James Xu created STORM-153:
------------------------------

             Summary: Scaling storm beyond 1.2k workers
                 Key: STORM-153
                 URL: https://issues.apache.org/jira/browse/STORM-153
             Project: Apache Storm (Incubating)
          Issue Type: Improvement
            Reporter: James Xu


https://github.com/nathanmarz/storm/issues/620

Our storm & zookeeper cluster has reached a scaling limit, on the
zookeeper we retain storm state, kafka commit offsets and trident
transaction state. Our hardware is no joke (RAIDed 6 disks with 512mb
cache). The reason I say it's reached scaling limit is because a few
users have reported trying to deploy a topology, only to see the
workers continually die and restart with executor not alive in Nimbus
logs. Additionally, recently when a user deployed a topology with 140
workers, not only did his topology enter into continuous workers death
& restart, but at the same moment, half of production also went into
this state and never recovered until I manually deactivated a bunch of
production. So this person's topology caused previously stable workers
to get executor not alive exceptions.

We have a dedicated zookeeper SRE who says zkget, and zk list
children, and the heartbeats of zookeeper ephemeral nodes are
relatively very cheap operations, but zk create and set are expensive
since they require quorum, and he's never seen a zookeeper cluster
with so many quorum operations at any company he's worked at in the
past. The rate of quorum ops tends to be at around 1.5k/s sustained
rate. If you do the math, starting with the fact we have 1.2k workers,
and that our workers are configured for 1 heartbeat a second, that
implies 1.2k/s zksets per second which is 80% of the total number of
quorum operations we're measuring via zookeeper metrics. Comparing our
empirical throughput to this benchmark
http://zookeeper.apache.org/doc/r3.1.2/zookeeperOver.html our real
world results are not quite as good as what's claimed here, but in the
same order of magnitude, storm also uses much larger zknode payload
approaching 1mb in some cases. We need a way to scale to AT LEAST 10k
workers, preferably 100k workers. So what are the solutions here?

SOLUTION #1

Ephemeral nodes are an obvious solution here. There's a few hidden
complexities:

#1 We're not actually reducing the peak quorum operation rate, because
 creating an ephemeral node requires a quorum operation. Clearly it's
 less load overall though, because you don't have sustained zksets
 every second. However if hitting a peak quorum operation of 1.5k/s
 were to cause zk sessions to die such as what we've observed on the
 current cluster, then ephemeral don't solve this problem, because
 they still require quorum to create. I think the only way to
 determine if this will occur is to build it and extensive testing.

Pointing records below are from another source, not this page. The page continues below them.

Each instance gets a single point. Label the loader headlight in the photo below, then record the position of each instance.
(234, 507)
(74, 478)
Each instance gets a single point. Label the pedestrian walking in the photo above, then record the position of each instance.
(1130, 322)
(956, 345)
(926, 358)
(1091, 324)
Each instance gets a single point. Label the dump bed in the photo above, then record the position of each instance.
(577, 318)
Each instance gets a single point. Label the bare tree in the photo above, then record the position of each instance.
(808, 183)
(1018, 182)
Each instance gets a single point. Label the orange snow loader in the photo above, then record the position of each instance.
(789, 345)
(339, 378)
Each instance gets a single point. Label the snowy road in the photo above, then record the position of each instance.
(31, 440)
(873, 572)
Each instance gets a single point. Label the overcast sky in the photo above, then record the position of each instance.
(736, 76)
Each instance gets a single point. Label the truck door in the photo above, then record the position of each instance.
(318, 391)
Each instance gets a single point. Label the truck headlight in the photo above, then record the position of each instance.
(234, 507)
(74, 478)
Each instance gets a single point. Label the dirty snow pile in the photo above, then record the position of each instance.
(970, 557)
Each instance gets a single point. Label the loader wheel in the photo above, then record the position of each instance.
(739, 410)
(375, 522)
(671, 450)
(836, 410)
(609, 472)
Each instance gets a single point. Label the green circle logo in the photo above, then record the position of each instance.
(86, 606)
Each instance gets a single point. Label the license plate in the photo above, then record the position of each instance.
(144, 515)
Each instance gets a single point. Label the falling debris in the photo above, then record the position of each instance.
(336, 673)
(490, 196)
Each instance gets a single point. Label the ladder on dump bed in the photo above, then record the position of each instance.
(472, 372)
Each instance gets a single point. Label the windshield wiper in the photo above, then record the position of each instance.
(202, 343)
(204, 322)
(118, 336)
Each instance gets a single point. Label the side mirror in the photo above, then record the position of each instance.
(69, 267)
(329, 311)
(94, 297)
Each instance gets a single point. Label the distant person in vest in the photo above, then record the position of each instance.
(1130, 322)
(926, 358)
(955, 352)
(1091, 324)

I'm not sure what netflix curator does here, but IF the ephemeral
nodes are immediately recreated when the session is re-established
then you easily enter into cascading failure because that means higher
reconnect rates are positively correlated with higher quorum ops, so
this easily could enter into tailspin. A simple solution here is to
NOT recreate the ephemeral nodes during a reconnect, and instead wait
for the heartbeat to occur.

#2 Ephemeral nodes are tied to zk session, so if you kill -9 a worker,
 from my understanding there will be some latency in when the
 ephemeral node is actually cleaned up. If the worker is restarted,
 and tries to recreate the node during start-up the node will already
 exist, so it should delete existing nodes on start-up. Re:
 
http://developers.blog.box.com/2012/04/10/a-gotcha-when-using-zookeeper-ephemeral-nodes/
 (URL courtesy of Siddharth)

#3 During a leader elections, I see all the zk sessions dying, and
 curator code entering into a reconnecting phase. (This is true for
 zookeeper 3.4 and 3.3, maybe not 3.5). Since ephemeral nodes have a
 lifetime tied to zk sessions, all the ephemeral nodes will dissapear
 during zk election. We don't want the whole storm cluster to die
 during zk elections, so the nimbus algorithm must do more than just
 kill workers when the ephemeral nodes dissapear. Instead you want a
 different algorithm, something that waits for ephemeral nodes to have
 dissapeared for a certain length of time.

#5 Strictly speaking this solution is not horizontally scalable, it
 scales with the number of nodes in the zookeeper cluster, but the
 quorum op rate decreases when you scale up a zookeeper cluster. Not
 sure what the upper bound is here and if this actually gets us to
 100k or just 10k.

#6 What code does the ping to keep the zookeeper session alive? Is
 that zookeeper client code? because it should be ran in a high
 priority thread. I've seen storm workers die from executor not alive
 just because they have CPU load spikes and the heartbeat doesn't get
 in, once I raised the priority of this thread it solved the
 problem. So the ping thread should do the same.

Anyone have experience with using ephemeral nodes as a health status
metric, not merely for service discovery?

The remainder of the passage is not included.